June 4, 2013
By Scottie Thomaston
In August, the American Bar Association’s House of Delegates will consider a resolution that would minimize or eliminate use of the “gay panic” and “trans panic” defenses by defense attorneys. That legal strategy is most prominently associated with the murder of Matthew Shepard, and it was used in the trial of the murderer of Lawrence King. Essentially, perpetrators of violent crimes against LGBT people are defended under the theory that they committed the crime because of the victim’s LGBT identity, so they’re not responsible for their crimes. In the trial of Matthew Shepard’s killer, the defense team asserted that the murder was caused by Shepard, because, they said, he made a pass at the murderer, making him uncomfortable. (The “gay panic” defense was eventually barred by the judge in that trial.) In the Lawrence King trial, the defense team made the same basic argument: King was flamboyant and that caused McInerney his killer to shoot him in class. The trans panic defense asserts that a transgender person’s identity is so shocking it can lead someone to commit violent crimes against them, such as in the case of Angie Zapata’s killer.
Gay and trans panic defenses were popular in past decades but less successful in recent years. Still, they promote the idea that a LGBT person’s identity is a threat, and is responsible for crimes committed against them.
The resolution, if passed, would disallow the defense in court; the resolution also requires training for judges and lawyers, and jury instruction.
The proposal was submitted by the National LGBT Bar Association, and the ABA’s Criminal Justice Section will take it up at their annual August meeting.
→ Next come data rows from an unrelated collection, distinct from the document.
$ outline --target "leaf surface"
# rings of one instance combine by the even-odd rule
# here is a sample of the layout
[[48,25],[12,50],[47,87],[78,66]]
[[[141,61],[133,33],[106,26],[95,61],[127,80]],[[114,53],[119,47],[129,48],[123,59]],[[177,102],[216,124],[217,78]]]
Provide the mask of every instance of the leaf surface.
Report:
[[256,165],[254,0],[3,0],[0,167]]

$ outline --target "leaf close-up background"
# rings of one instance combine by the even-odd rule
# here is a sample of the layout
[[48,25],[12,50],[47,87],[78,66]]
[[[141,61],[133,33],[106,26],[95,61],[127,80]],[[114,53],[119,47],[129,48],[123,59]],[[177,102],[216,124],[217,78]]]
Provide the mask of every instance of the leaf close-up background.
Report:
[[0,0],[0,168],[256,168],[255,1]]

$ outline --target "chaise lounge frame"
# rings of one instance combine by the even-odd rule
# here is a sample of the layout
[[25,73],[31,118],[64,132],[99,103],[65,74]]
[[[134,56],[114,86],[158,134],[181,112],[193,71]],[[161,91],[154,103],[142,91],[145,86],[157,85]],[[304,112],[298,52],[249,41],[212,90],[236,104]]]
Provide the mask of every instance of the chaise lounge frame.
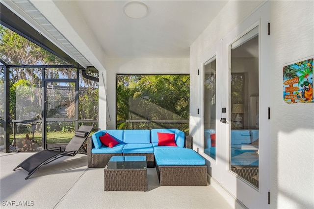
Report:
[[79,153],[86,155],[83,145],[92,129],[93,126],[81,125],[66,147],[54,147],[38,152],[20,163],[13,171],[19,167],[27,171],[28,175],[25,178],[26,180],[43,165],[60,157],[74,157]]

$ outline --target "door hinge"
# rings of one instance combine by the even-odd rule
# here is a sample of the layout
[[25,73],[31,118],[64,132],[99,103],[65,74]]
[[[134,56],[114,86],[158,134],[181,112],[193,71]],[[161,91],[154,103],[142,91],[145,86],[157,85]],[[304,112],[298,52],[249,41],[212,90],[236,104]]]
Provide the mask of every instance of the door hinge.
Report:
[[270,107],[268,107],[268,119],[270,119]]
[[270,35],[270,23],[268,23],[268,25],[267,26],[267,30],[268,30],[267,35]]
[[268,205],[270,204],[270,192],[268,192]]

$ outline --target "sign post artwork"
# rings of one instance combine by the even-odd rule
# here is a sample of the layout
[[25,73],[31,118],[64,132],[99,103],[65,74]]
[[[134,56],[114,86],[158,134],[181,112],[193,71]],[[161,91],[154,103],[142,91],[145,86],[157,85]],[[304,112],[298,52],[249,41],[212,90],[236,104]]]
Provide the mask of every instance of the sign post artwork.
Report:
[[287,103],[314,103],[313,59],[284,67],[284,100]]

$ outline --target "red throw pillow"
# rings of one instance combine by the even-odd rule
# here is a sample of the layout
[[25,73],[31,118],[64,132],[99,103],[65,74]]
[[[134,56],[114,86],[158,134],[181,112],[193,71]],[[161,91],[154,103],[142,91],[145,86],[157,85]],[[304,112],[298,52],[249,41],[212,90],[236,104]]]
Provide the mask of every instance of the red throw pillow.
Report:
[[211,142],[211,146],[216,147],[216,133],[210,134],[210,141]]
[[115,140],[112,136],[108,133],[105,133],[105,135],[102,136],[100,136],[99,139],[100,139],[100,141],[101,141],[103,144],[110,148],[113,147],[119,144],[118,141]]
[[158,134],[158,146],[177,146],[174,133],[157,132]]

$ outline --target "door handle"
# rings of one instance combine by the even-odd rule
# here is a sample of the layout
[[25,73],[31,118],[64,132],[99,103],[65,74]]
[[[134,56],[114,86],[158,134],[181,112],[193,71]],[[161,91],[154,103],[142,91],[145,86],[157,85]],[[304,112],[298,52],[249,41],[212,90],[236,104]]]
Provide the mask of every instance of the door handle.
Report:
[[220,119],[220,121],[222,123],[227,123],[227,121],[226,120],[226,118],[222,118]]

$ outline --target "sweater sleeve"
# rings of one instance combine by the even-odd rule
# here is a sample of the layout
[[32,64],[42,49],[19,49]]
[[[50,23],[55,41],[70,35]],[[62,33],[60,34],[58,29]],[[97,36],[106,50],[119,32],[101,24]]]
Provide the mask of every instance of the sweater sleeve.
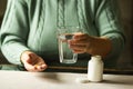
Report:
[[[96,0],[95,0],[96,1]],[[124,30],[120,21],[119,7],[115,0],[99,0],[95,2],[95,26],[99,30],[100,37],[106,37],[112,41],[112,51],[108,55],[106,59],[109,65],[115,61],[125,43]]]
[[0,30],[1,51],[9,62],[21,65],[20,56],[29,50],[28,9],[24,0],[8,0],[8,6]]

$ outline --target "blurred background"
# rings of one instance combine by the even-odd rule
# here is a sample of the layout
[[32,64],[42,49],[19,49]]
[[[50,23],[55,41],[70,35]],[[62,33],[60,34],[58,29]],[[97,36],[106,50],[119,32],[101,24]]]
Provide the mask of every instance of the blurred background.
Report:
[[[121,10],[121,22],[126,34],[126,46],[119,58],[119,69],[133,69],[133,0],[117,0]],[[0,24],[4,16],[7,0],[0,0]],[[0,63],[9,63],[0,53]]]

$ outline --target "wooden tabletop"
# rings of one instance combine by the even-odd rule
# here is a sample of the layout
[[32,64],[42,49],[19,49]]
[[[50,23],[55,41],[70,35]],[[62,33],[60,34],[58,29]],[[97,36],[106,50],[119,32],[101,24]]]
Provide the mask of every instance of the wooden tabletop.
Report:
[[86,73],[0,71],[0,89],[133,89],[133,76],[104,75],[102,82],[76,82]]

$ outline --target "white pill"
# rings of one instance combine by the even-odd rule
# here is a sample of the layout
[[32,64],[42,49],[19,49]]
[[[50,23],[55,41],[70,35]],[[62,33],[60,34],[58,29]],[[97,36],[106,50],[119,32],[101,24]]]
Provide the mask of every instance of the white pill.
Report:
[[89,82],[89,79],[88,78],[76,78],[75,81],[80,82],[80,83],[86,83],[86,82]]

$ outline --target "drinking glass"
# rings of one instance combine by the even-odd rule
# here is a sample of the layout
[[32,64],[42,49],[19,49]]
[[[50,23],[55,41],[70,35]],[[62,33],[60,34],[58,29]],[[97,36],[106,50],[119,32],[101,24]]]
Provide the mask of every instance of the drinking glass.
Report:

The National LGBT Bar Association’s executive director commented on the importance of their resolution:
“This resolution puts an end to a longstanding injustice in our legal system and gives a voice to countless lesbian, gay, bisexual and transgender victims of violence, a voice we never hear because they are no longer here to speak for themselves,” said D’Arcy Kemnitz, executive director of the LGBT Bar.
“We have been fighting against gay and trans panic defenses for more than 15 years,” said Kemnitz. “We must protect the LGBT community by refusing to allow defendants to use a victim’s sexual orientation or gender identity to justify their heinous crimes.”
As recently as this year, after the murder of a gay, black mayoral candidate in Mississippi, lawyers for the defense floated the idea of saying the murder was committed because of gay panic.